Si sedette al tavolo della cucina e io
restai appoggiata al lavello a sorseggiare il mio. Poi mi resi conto di essere
in mutande e allora me ne andai in camera a recuperare un paio di pantaloni che
infilai al volo. Scostai le tende e spalancai la finestra affinché l'aria
purificasse l'ambiente. Non appena se ne fosse andato, avrei gettato quelle
lenzuola. Nemmeno una sterilizzazione avrebbe potuto eliminare la macchia nella
mia anima. Meglio buttarle e non vederle più.
Da terra raccolsi il preservativo che, una
volta avvolto in un fazzoletto, buttai nel cestino del bagno. E poi davanti allo
specchio potei finalmente guardarmi negli occhi.

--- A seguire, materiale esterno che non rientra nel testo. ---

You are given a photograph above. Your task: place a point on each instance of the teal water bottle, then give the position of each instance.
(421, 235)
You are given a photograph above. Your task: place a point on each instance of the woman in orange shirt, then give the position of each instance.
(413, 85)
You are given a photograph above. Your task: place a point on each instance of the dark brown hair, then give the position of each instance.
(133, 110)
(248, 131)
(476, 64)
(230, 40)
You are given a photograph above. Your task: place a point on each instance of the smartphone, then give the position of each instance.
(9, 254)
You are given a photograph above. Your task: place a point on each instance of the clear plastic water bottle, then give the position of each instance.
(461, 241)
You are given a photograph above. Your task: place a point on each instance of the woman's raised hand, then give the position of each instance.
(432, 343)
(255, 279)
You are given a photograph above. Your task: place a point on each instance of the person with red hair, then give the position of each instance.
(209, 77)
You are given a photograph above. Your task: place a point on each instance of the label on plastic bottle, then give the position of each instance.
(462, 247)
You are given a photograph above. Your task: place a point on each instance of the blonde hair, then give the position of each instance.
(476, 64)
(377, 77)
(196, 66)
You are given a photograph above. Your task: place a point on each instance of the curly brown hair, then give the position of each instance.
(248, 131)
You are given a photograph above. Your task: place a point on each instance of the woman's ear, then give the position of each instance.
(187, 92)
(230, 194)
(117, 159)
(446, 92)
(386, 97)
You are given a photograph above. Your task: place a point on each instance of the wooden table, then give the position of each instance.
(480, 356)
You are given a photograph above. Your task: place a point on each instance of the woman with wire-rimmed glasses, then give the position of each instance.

«Ma che cazzo hai combinato, Natalie,
Natalie, Natalie, Natalie, Natalie».
E quel mantrico Natalie andò avanti per
un paio di minuti finché dopo aver inspirato due o tre volte decisi di
affrontare la faccenda. Dovevo fare appello alla Natalie pragmatica dentro di
me.
Cosa era importante nel mio mondo? La
risposta era ovvia: il lavoro che facevo, lo stipendio che percepivo puntale,
pagare la retta alla scuola, insomma, il mio futuro. Perseguire il mio sogno.

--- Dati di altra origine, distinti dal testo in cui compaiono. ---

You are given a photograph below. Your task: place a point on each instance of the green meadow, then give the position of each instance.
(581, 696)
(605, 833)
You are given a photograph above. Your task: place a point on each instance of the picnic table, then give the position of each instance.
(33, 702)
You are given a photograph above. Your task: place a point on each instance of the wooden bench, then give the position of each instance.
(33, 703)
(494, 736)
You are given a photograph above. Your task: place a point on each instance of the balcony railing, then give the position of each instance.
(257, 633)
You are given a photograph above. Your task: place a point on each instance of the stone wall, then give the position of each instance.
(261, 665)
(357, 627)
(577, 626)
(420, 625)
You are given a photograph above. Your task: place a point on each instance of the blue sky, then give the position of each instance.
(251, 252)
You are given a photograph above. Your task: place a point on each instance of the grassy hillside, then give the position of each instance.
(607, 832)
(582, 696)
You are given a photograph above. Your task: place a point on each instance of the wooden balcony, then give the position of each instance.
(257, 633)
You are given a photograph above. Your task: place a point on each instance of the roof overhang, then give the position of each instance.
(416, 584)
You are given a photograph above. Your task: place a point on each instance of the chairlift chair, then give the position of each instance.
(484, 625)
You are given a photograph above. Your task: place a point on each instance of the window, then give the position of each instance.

Pertanto adesso dovevo tornare da lui, guardandolo dritto negli occhi e dirgli
senza mezzi termini: «Mr Guillaime, non so cosa sia accaduto stanotte, ma credo
che mantenere un atteggiamento professionale sia di interesse per entrambi.
Ritengo questa scelta la più pratica per potere continuare a lavorare insieme
con criterio come da cinque anni a questa parte e secondo gli obiettivi della
nostra azienda».
Inspirai e ok.
Prima del discorso però era necessario
ricomporsi. Mi stavo lavando i denti per avere una bocca meno impastata quando
Guillaime si palesò davanti all'ingresso del bagno. Mi sciacquai la bocca velocemente
e, rialzatami, affrontai il momento.
«Natalie...», disse lui.
«Sì», risposi e via, «Mr Guillaime,
vorrei precisare che...».
Lui mi sorrise, con la mano mi sfiorò una
spalla e io arrestai la filippica. Dopodiché mi trovai con le spalle alle
piastrelle gelide e le sue labbra sulle mie per dei baci leggeri. «Sembri nervosa»,
disse seducente cingendomi la vita.
Sgusciai via dal suo abbraccio.
«Senta, Mr Guillaime, raramente mi capita
di tornare a casa con un uomo e sinceramente non so cosa sia successo ieri
sera, cioè, ho un vago ricordo e comunque direi che potremmo cercare di
dimenticare tutto e proseguire il nostro lavoro come se nulla fosse mai
successo. Tengo molto all’impiego presso il Macy's Square Trade e soprattutto
alla posizione che ho raggiunto in questi anni, quindi non vedo il motivo di
proseguire oltre. Sono sicura che sarà d'accordo con me, considerando che se
dovesse venirne a conoscenza suo padre mi aspetta il licenziamento, come è già
successo alla sue precedenti assistenti. Nel contratto, se ricorda, c'è proprio
una condizione specifica in merito alle relazioni extra lavorative. Insomma,
spero che quanto accaduto stanotte non comprometta il lavoro a cui tengo molto.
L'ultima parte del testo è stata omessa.